A single institution retrospective analysis of 124 non-small cell lung carcinoma (NSCLC) patients was performed to identify whether disease-free survival (DFS) achieves incremental values when radiomic and genomic data are combined with clinical information.
Using the least absolute shrinkage and selection operator (LASSO) Cox regression method, radiomic and genetic features were reduced in number for selection of the most useful prognostic feature. We created four models using only baseline clinical data, clinical data with selected genetic features, clinical data with selected radiomic features, and clinical data with selected genetic and radiomic features together. Multivariate Cox proportional hazards analysis was performed to determine predictors of DFS. Receiver operating characteristic (ROC) calculation was made to compare the discriminative performance for DFS prediction by four constructed models at the five-year time point.
On precontrast scan, improved discrimination performance was obtained in a merging of selected radiomics and genetics (AUC = 0.8638), compared with clinical data only (AUC = 0.7990), selected genetic features (AUC = 0.8497), and selected radiomic features (AUC = 0.8355).
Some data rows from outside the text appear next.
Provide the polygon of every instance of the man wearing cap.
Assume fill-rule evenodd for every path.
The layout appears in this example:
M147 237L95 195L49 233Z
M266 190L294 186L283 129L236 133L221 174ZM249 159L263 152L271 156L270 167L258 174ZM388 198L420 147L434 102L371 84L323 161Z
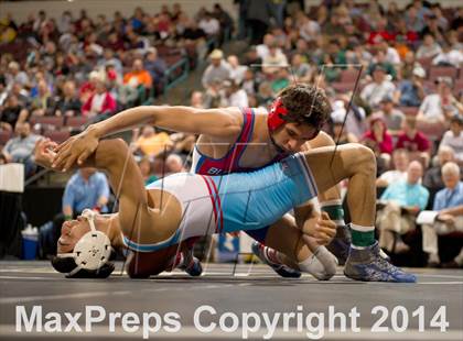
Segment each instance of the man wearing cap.
M214 81L222 82L230 78L230 68L224 61L224 53L222 50L214 50L211 55L211 65L207 66L203 74L202 84L205 89L211 87Z
M103 136L149 122L174 131L201 134L193 151L192 170L196 174L211 176L260 169L303 150L306 141L313 140L310 147L333 144L326 134L320 133L330 112L331 106L324 91L303 84L283 89L269 112L251 108L138 107L90 125L82 134L69 139L56 148L53 166L55 169L68 169L76 161L84 162ZM368 160L373 163L370 167L363 167L364 172L375 173L372 152L362 145L355 146L362 153L368 154ZM330 177L330 174L326 176ZM368 187L368 190L375 190L375 186ZM322 199L322 210L335 221L340 234L345 233L338 193L330 190ZM310 212L311 207L305 207L298 212L297 221L304 221ZM289 216L282 217L277 224L281 229L297 228L295 221ZM386 266L387 262L380 255L373 223L351 224L349 230L351 249L345 248L345 244L344 248L338 248L340 256L345 256L345 251L348 250L344 273L360 280L400 282L395 275L396 270L390 264ZM269 229L263 228L254 230L250 235L261 243L270 243L277 237L268 232ZM337 241L345 243L345 240ZM254 249L279 274L298 276L299 271L289 266L281 272L284 255L276 256L276 251L268 250L262 244L255 244Z
M383 98L392 97L396 86L387 78L387 70L381 64L373 67L373 81L368 84L360 94L372 108L377 109Z
M424 78L426 70L421 66L413 67L411 79L400 81L394 95L396 102L403 107L419 107L424 98Z

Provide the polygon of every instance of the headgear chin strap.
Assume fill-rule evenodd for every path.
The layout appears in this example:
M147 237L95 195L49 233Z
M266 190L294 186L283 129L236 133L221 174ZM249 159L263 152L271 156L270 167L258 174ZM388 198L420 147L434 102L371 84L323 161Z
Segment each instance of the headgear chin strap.
M104 232L95 228L96 216L97 212L89 209L82 212L90 231L80 238L72 253L57 254L52 261L55 270L68 273L66 277L106 278L115 268L114 264L108 263L112 251L111 242Z
M270 132L279 129L283 123L286 123L283 117L288 114L287 108L283 107L281 98L277 98L270 106L270 112L267 118L267 125Z

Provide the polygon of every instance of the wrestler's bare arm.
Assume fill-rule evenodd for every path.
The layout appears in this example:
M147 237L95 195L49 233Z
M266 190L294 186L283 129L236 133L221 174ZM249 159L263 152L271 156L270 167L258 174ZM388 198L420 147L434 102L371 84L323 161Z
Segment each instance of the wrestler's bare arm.
M57 148L54 167L66 169L83 162L98 145L99 139L127 131L141 124L194 134L234 140L241 130L243 117L238 108L196 109L191 107L146 106L131 108L89 125L80 134L69 138Z
M51 151L53 146L51 141L39 141L34 152L35 162L50 168L54 157L54 152ZM100 141L95 152L79 167L95 167L108 175L111 189L119 196L122 232L125 227L132 226L137 210L143 217L141 221L147 222L150 217L147 191L140 168L126 142L120 139Z

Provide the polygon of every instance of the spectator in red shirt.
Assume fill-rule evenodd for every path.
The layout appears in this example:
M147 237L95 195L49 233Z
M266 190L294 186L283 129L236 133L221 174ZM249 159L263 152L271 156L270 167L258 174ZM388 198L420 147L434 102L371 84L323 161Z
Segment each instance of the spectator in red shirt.
M97 79L95 84L95 94L93 94L82 107L82 113L84 116L94 117L100 113L111 113L116 108L116 100L108 92L105 81L103 79Z
M83 103L85 103L88 98L95 94L95 84L100 77L98 72L91 72L88 75L88 81L84 82L79 89L79 98Z
M422 132L418 131L414 116L406 117L403 132L398 136L396 148L408 150L412 160L420 160L428 166L431 142Z

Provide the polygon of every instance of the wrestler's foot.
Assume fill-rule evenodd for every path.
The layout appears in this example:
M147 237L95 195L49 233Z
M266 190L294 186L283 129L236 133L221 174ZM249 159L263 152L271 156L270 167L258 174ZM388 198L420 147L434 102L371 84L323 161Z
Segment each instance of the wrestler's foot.
M394 266L379 253L378 242L366 249L351 248L344 275L365 282L416 283L417 277Z
M299 278L301 272L289 267L278 261L277 256L272 256L276 251L268 246L262 245L259 242L252 242L252 253L265 264L270 266L277 274L286 278Z
M179 265L180 270L183 270L190 276L196 277L203 273L203 266L198 258L193 256L187 265L181 264Z
M351 231L348 227L342 226L336 228L336 237L333 241L326 245L326 249L333 253L340 265L344 265L346 263L348 251L351 249Z

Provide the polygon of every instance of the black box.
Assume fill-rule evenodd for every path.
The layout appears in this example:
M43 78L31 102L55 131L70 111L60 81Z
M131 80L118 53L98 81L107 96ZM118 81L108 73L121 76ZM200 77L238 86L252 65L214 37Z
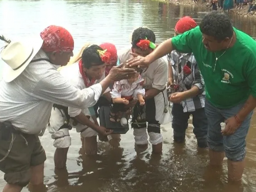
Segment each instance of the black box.
M120 122L112 122L109 120L110 108L109 107L102 106L99 109L99 118L101 126L114 130L112 133L125 134L129 130L128 123L124 126L122 126Z

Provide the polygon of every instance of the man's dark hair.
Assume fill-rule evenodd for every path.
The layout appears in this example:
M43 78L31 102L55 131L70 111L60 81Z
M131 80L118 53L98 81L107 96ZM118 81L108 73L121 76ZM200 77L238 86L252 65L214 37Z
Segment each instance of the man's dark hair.
M148 40L152 43L156 43L156 36L154 32L146 28L140 27L135 29L132 36L132 44L133 48L138 48L136 44L141 39Z
M82 53L82 62L84 67L88 69L94 65L100 65L104 64L101 60L97 50L103 51L102 48L97 45L92 45L85 49Z
M228 15L219 11L212 11L206 15L199 25L202 33L213 37L218 41L230 38L234 30Z

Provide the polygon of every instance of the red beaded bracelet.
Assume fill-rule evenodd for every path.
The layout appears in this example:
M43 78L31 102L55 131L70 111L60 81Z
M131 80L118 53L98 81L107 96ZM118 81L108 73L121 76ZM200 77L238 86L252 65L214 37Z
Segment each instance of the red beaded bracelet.
M239 118L238 118L238 117L237 117L237 116L236 115L235 116L235 118L236 119L236 122L237 122L237 124L238 124L238 126L240 126L240 125L241 125L241 121L240 121Z

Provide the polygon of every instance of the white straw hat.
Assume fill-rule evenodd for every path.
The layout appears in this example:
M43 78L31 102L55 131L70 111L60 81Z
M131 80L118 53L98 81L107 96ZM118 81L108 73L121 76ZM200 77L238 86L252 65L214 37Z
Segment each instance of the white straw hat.
M40 36L20 41L12 41L1 52L2 60L7 64L3 79L13 80L25 69L40 50L43 40Z

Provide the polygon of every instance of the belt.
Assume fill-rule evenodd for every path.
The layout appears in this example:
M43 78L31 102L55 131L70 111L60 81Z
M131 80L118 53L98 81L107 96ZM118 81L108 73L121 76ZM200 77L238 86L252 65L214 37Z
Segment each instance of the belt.
M128 100L128 101L131 100L132 99L132 95L130 95L130 96L122 96L121 97L122 98L125 99L126 100Z
M151 89L152 89L152 88L153 88L153 87L152 88L151 88ZM164 89L162 89L162 90L160 90L160 92L163 92L166 89L166 87L164 87ZM149 90L150 90L150 89L145 89L145 91L148 91Z

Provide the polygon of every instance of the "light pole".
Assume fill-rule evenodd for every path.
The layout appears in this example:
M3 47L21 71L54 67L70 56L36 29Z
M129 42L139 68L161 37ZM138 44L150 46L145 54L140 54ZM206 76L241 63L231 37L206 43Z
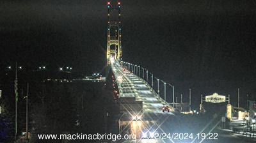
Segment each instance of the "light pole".
M240 110L240 94L239 94L239 92L240 91L240 89L238 88L237 89L237 104L238 104L238 112L239 112Z
M146 73L147 73L147 82L148 82L148 70L147 70Z
M154 80L154 77L153 77L153 73L151 73L151 86L153 88L154 83L153 83L153 80Z
M17 141L17 135L18 133L18 64L16 62L15 66L15 80L14 81L14 89L15 93L15 142Z
M164 82L164 101L166 102L166 82Z
M189 88L189 113L191 110L191 89Z
M255 119L252 119L252 126L253 126L253 127L252 130L253 130L253 137L254 137L254 132L255 132L255 131L254 131L254 126L255 126Z
M136 71L136 75L138 75L138 66L137 66L137 64L135 64L135 67L136 67L136 68L135 68L135 71Z
M140 77L140 66L139 66L139 77Z
M26 140L28 142L28 93L29 93L29 84L27 83L27 96L26 98Z
M142 68L142 79L143 79L143 80L144 80L144 68L142 66L141 66L141 68Z
M159 96L159 92L160 92L160 91L159 91L159 79L157 79L157 93L158 93L158 96Z
M173 103L174 107L174 86L172 86L172 103Z

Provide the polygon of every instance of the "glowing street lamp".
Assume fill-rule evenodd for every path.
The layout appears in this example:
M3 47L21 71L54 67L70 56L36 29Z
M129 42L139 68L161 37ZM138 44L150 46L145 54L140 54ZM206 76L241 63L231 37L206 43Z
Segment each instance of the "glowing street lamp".
M123 82L122 76L120 75L120 76L117 77L117 81L118 81L118 82L122 83L122 82Z

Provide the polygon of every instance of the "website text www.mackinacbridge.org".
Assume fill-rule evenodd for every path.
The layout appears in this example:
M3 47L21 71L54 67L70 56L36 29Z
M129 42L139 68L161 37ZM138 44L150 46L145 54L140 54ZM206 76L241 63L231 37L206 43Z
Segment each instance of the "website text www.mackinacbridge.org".
M111 140L115 142L122 140L136 139L136 135L120 135L115 133L84 134L76 133L74 134L38 134L39 140Z

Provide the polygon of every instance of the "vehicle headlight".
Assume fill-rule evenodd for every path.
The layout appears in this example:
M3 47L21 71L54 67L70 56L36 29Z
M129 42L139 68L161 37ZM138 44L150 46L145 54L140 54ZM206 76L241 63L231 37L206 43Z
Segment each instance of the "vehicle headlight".
M149 137L150 137L151 138L153 138L154 135L155 135L155 132L149 133Z
M142 138L147 138L148 137L147 133L142 132Z

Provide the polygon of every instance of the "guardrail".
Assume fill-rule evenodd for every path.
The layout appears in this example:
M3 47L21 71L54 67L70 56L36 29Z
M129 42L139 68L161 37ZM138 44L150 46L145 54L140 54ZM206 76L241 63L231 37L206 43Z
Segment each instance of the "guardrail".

On post-contrast scan, discrimination performance was improved (AUC = 0.8672) compared with the clinical variables (AUC = 0.7913), and selected genetic features (AUC = 0.8376) and selected radiomic features (AUC = 0.8399) were considered.
The combination of selected radiomic and genomic features improved stratification of NSCLC patients upon survival. Thus, integrating clinicopathologic model with radiomic and genomic features may lead to improved prognostic accuracy compared to conventional clinicopathological data alone.
SIGNIFICANT FINDINGS OF THE STUDY: Receiver operating characteristic (ROC) calculation was made to compare the discriminative performance for disease-free survival (DFS). The discriminative performance for DFS was better when combining radiomic and genetic features compared to clinical data only, selected genetic features, and selected radiomic features.
The combination of selected radiomic and genomic features improved stratification of NSCLC patients upon survival. Thus, integrating a clinicopathological model with radiomic and genomic features may lead to improved prognostic accuracy compared to conventional clinicopathological data alone.
对 124 例非小细胞肺癌(NSCLC)患者进行了单机构回顾性分析,以确定当放射组学和基因组数据与临床信息相结合时,无病生存期(DFS)是否能获得增值。
使用最小绝对收缩和选择算子(LASSO)Cox 回归方法,减少放射组学和遗传特征的数量,以选择最有用的预后特征。我们仅使用基线临床数据、具有选定遗传特征的临床数据、具有选定放射组学特征的临床数据以及具有选定遗传和放射组学特征的临床数据创建了四个模型。多变量 Cox 比例风险分析用于确定 DFS 的预测因子。计算接收器工作特征(ROC)曲线,以比较四个构建模型在五年时间点对 DFS 预测的判别性能。
在平扫时,与仅临床数据(AUC=0.7990)、选定的遗传特征(AUC=0.8497)和选定的放射组学特征(AUC=0.8355)相比,合并选定的放射组学和遗传学特征可获得更好的区分性能(AUC=0.8638)。在增强扫描时,与临床变量(AUC=0.7913)、选定的遗传特征(AUC=0.8376)和选定的放射组学特征(AUC=0.8399)相比,区分性能得到提高(AUC=0.8672)。
选定的放射组学和基因组特征的结合改善了 NSCLC 患者的生存分层。因此,与仅使用临床病理数据相比,将临床病理模型与放射组学和基因组特征相结合可能会导致预后准确性的提高。
研究的重要发现:计算接收器工作特征(ROC)曲线以比较无病生存期(DFS)的判别性能。与仅临床数据、选定的遗传特征和选定的放射组学特征相比,结合放射组学和遗传特征时,DFS 的判别性能更好。
选定的放射组学和基因组特征的结合改善了 NSCLC 患者的生存分层。因此,与仅使用临床病理数据相比,将临床病理模型与放射组学和基因组特征相结合可能会导致预后准确性的提高。